Why I Extract Text Before Using AI (And You Should Too)

I used to paste screenshots into ChatGPT. A page here, a chapter there: screenshot, upload, ask a question. It worked. ChatGPT's vision is genuinely impressive at reading book pages.

Then I did the math on what those screenshots were actually costing me in tokens. And I changed my entire workflow overnight.

Now I extract the text first, every time. Here's why, and why you probably should too.

Screenshot stack compared with clean extracted text for use with AI.

Every AI Tool Starts With the Same Problem

In 2026, there's no shortage of ways to use AI with books. NotebookLM just added EPUB support. ChatGPT has Study Mode. Claude can process 200,000 tokens in a single conversation. Karpathy built reader3 and racked up 3,400 GitHub stars overnight.

But every single one of these tools has the same prerequisite: they need your text in a portable format.

NotebookLM's new EPUB support? Doesn't work with DRM-protected files, which is every book you've bought from a major retailer. ChatGPT Study Mode? Needs a PDF or text upload. Claude? Same. Reader3? Only works with DRM-free EPUBs from Project Gutenberg.

If your books live in Kindle Cloud Reader, you're stuck. Amazon blocks copy-paste, limits highlight exports to 10-15% of any book, and renders pages as images so you can't even select the text.

The extraction step isn't optional. It's the bottleneck.

The Token Math Changed My Mind

I covered the full token breakdown in a previous post, but here's the number that convinced me: a 20-page chapter costs roughly 37,000 tokens as screenshots in Claude, versus 10,000 tokens as extracted text. That's a 3-4x difference on the first message alone.

But it gets worse with every follow-up question.

When you continue a conversation, the AI re-sends your entire chat history as context. Those 20 screenshots get re-processed on every single message. By your fifth question, you've burned through 185,000 tokens just re-sending the same images. With extracted text, that same conversation costs about 50,000 tokens.

That's not a rounding error. That's the difference between fitting a full chapter discussion into Claude's free tier or blowing past it in three messages.

And if you're paying per token through the API? A 300-page book processed as screenshots costs $0.57 to $2.00 depending on the model. The same book as text costs a fraction of that.

I Can Use Any AI Tool I Want

This is the argument that sealed it for me. When I extract text from a book, I'm not locked into any single AI platform.

The same extracted chapter works in:

ChatGPT for brainstorming and Study Mode quizzes
Claude for deep analysis (that 200K context window is unbeatable for full chapters)
NotebookLM for Audio Overviews that turn my reading into a podcast
Perplexity for fact-checking claims against current sources
Local models for privacy-sensitive material

Compare that to Amazon's new "Ask This Book" feature. It's genuinely useful. You can ask questions about whatever you're reading and get AI-generated answers grounded in the text. But it's iOS only. US only. The answers can't be copied or exported. And you're limited to Amazon's AI, not the model that's best for your question.

I'd rather have my text in a file I control and use whichever AI tool fits the task.

My Actual Workflow (5 Minutes, Then Done Forever)

Here's what my reading workflow looks like now:

Step 1: Extract the text. For Kindle books, I use TextMuncher to automate screenshot capture and OCR. The browser extension handles page-turning; the web app handles the OCR. For DRM-free EPUBs, I upload directly. Either way, I end up with clean text.

Step 2: Save it. I keep a /books folder with one text file per book. It takes 5 minutes to extract a chapter and I never have to do it again.

Step 3: Use it everywhere. When I want to discuss a chapter with Claude, I paste the text. When I want to generate flashcards in ChatGPT, same text. When I want a NotebookLM Audio Overview for my commute, same text. One extraction, unlimited uses.
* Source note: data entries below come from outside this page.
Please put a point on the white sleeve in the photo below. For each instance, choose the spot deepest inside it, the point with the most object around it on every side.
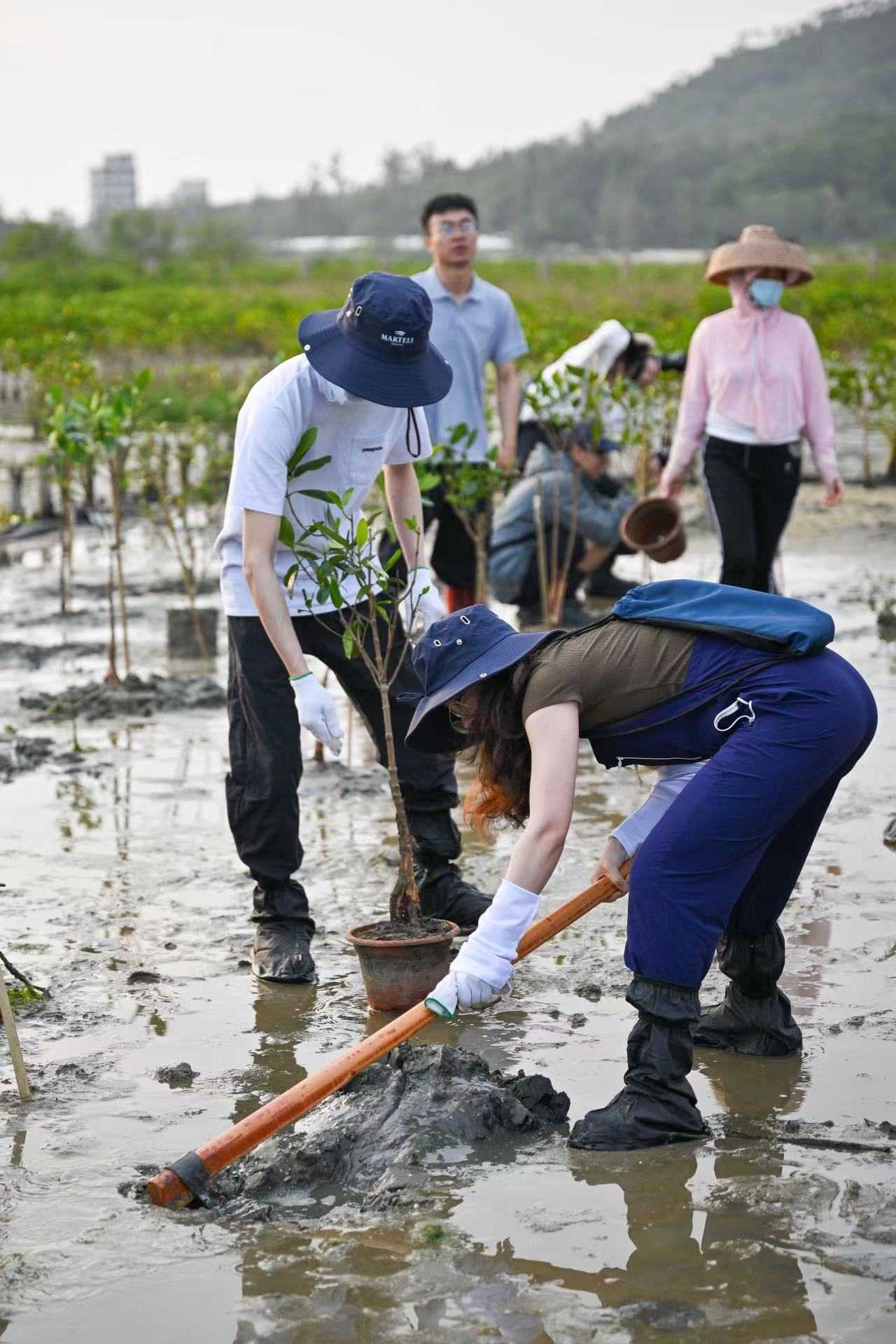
(672, 780)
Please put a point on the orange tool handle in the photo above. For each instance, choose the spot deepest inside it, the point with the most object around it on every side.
(219, 1152)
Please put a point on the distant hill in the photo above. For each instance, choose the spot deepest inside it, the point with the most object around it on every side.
(799, 134)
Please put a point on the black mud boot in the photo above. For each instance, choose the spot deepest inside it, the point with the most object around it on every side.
(444, 891)
(284, 932)
(531, 617)
(754, 1018)
(657, 1104)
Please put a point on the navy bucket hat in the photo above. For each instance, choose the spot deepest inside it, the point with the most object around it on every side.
(378, 343)
(454, 654)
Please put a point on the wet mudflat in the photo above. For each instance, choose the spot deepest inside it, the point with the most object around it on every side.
(124, 894)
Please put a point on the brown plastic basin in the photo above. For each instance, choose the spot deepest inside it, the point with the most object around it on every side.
(656, 527)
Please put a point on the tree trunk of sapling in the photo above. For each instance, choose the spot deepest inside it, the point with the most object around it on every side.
(89, 483)
(120, 564)
(405, 902)
(891, 461)
(481, 545)
(45, 493)
(65, 538)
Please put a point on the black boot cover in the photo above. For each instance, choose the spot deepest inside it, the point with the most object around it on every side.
(444, 892)
(657, 1104)
(754, 1018)
(284, 932)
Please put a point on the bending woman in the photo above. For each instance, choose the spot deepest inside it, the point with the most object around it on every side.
(751, 749)
(754, 385)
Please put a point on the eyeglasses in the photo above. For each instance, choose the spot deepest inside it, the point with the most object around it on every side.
(447, 227)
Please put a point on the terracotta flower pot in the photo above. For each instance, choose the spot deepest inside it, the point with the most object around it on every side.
(400, 972)
(656, 527)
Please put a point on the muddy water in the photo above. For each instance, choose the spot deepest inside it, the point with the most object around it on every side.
(124, 892)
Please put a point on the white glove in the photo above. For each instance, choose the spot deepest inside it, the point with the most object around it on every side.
(317, 711)
(672, 780)
(418, 605)
(465, 992)
(486, 958)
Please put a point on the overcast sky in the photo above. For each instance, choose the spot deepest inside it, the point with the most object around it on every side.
(250, 94)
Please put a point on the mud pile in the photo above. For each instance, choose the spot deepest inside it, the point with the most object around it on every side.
(131, 696)
(383, 1139)
(19, 755)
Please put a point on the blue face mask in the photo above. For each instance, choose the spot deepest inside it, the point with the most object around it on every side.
(766, 293)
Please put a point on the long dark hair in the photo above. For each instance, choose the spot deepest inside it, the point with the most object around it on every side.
(500, 752)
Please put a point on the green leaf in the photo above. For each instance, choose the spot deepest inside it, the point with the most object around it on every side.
(326, 496)
(302, 448)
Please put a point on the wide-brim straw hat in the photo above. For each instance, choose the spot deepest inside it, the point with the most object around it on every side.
(457, 652)
(760, 246)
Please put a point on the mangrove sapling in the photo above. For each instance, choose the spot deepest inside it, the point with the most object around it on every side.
(469, 488)
(864, 386)
(67, 449)
(113, 417)
(559, 401)
(182, 476)
(335, 559)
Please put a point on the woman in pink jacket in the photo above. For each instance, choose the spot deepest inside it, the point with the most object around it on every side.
(754, 386)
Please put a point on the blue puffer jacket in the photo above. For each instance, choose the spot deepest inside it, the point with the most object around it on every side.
(514, 526)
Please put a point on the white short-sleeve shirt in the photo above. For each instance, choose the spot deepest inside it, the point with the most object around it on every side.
(358, 436)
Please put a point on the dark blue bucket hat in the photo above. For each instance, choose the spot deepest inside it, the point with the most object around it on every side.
(378, 343)
(454, 654)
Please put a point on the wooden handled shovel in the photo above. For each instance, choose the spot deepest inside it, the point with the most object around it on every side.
(190, 1175)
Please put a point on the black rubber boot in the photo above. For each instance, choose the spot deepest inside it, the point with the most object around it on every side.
(657, 1104)
(574, 616)
(282, 934)
(444, 891)
(754, 1018)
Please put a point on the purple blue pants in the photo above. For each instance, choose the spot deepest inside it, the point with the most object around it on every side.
(729, 850)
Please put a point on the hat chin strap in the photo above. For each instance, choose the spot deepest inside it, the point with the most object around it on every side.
(412, 420)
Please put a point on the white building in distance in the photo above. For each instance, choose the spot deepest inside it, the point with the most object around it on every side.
(191, 192)
(113, 187)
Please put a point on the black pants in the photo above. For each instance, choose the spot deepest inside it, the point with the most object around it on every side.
(752, 491)
(265, 755)
(531, 589)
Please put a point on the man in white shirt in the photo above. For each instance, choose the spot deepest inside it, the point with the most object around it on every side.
(473, 324)
(365, 372)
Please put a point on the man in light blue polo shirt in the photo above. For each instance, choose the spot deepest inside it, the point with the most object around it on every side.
(473, 323)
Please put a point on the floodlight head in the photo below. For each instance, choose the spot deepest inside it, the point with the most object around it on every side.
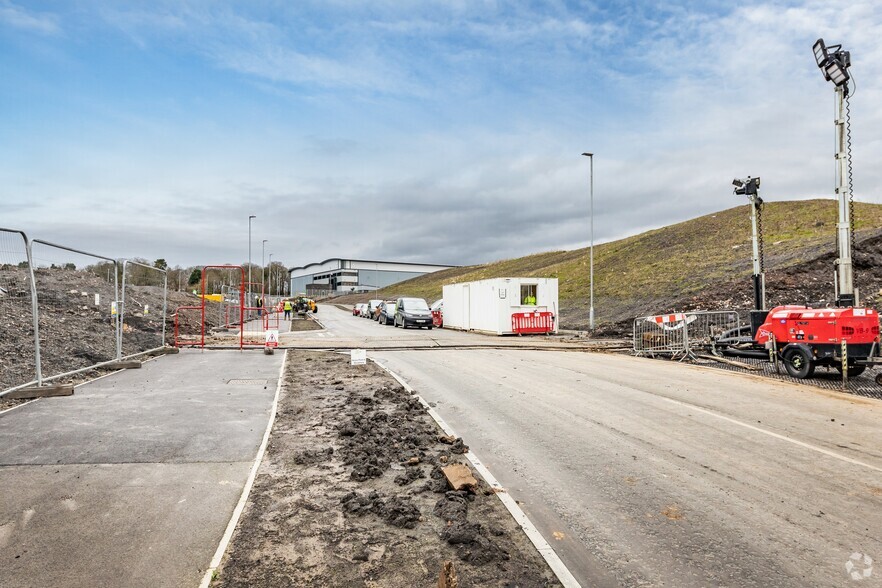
(836, 71)
(820, 52)
(834, 62)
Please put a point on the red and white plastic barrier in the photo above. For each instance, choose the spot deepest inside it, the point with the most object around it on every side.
(523, 323)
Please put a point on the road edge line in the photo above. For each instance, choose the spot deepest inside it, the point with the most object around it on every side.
(246, 490)
(558, 567)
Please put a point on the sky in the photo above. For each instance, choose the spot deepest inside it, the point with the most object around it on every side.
(424, 131)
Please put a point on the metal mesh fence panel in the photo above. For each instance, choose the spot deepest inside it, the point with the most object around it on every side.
(709, 325)
(18, 348)
(143, 303)
(682, 334)
(660, 335)
(77, 294)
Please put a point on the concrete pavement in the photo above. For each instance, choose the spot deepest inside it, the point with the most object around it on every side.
(131, 481)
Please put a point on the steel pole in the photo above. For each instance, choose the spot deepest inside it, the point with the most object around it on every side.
(591, 253)
(843, 192)
(249, 258)
(263, 266)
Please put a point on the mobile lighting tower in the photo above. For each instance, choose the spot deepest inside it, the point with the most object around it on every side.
(834, 62)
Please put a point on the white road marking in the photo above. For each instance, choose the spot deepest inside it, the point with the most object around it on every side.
(234, 520)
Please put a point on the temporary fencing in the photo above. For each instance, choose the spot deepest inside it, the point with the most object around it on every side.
(78, 303)
(68, 304)
(682, 334)
(18, 312)
(135, 308)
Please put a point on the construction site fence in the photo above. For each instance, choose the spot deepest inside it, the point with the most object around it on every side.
(43, 286)
(138, 277)
(683, 334)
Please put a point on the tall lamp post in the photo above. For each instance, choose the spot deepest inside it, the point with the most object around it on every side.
(263, 264)
(249, 258)
(590, 157)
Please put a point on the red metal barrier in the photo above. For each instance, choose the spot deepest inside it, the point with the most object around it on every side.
(523, 323)
(181, 341)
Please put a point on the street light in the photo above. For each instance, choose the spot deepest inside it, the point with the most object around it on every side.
(590, 157)
(249, 257)
(263, 264)
(269, 271)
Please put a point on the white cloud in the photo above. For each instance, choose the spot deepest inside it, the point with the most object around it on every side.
(21, 18)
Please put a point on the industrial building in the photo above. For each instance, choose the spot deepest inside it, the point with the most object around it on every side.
(336, 276)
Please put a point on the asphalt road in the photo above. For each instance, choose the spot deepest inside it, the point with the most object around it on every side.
(647, 473)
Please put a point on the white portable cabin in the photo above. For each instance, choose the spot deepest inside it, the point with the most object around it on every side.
(489, 305)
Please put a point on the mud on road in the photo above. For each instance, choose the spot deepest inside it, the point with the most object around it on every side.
(350, 493)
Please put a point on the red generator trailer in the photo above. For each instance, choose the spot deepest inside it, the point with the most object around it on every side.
(804, 338)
The key insight is that extraction is a one-time cost. Screenshots are a per-conversation cost. Every time you screenshot pages and paste them into a new chat, you're redoing work you already did. Every time I open my text file and paste, it takes two seconds.

The Privacy Angle

When you paste screenshots into ChatGPT or Claude, those images get uploaded to their servers. For most people, that's fine. But if you're working with research notes, professional material, or anything sensitive, it's worth considering.
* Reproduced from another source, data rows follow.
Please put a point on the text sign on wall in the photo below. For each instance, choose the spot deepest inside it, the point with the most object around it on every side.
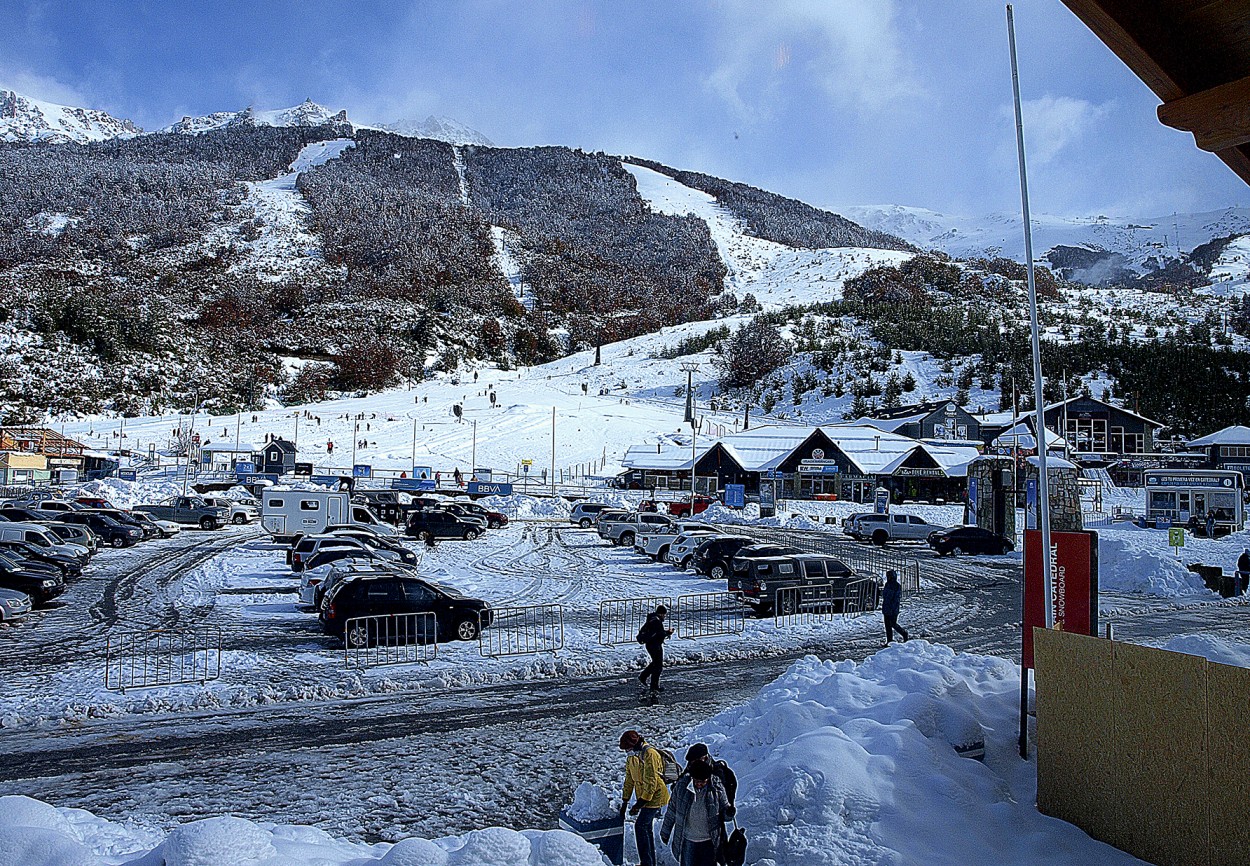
(1074, 564)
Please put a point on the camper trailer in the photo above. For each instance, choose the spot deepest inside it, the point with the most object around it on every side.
(289, 512)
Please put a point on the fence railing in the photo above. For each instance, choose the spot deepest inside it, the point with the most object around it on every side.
(710, 614)
(864, 559)
(521, 630)
(620, 619)
(150, 659)
(390, 639)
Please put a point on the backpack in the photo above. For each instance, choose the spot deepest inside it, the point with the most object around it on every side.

OCR can happen entirely on your device. TextMuncher processes everything client-side using Tesseract.js. Your screenshots never leave your browser. The extracted text is just a text file. You decide where it goes.

For anything I wouldn't want on someone else's server, local extraction isn't just convenient. It's the only approach I'm comfortable with.

"But Screenshots Are Easier"

Fair point. For a single page with a quick question, screenshots are fine. I still use them sometimes. If I'm reading and hit a confusing paragraph, I'll screenshot it and ask Claude "what does this mean?" That's a 2-second interaction and the token overhead doesn't matter.

But the moment I'm working with more than 3-4 pages, or I know I'll come back to this content, or I want to use multiple AI tools, I extract first. The upfront effort pays for itself almost immediately.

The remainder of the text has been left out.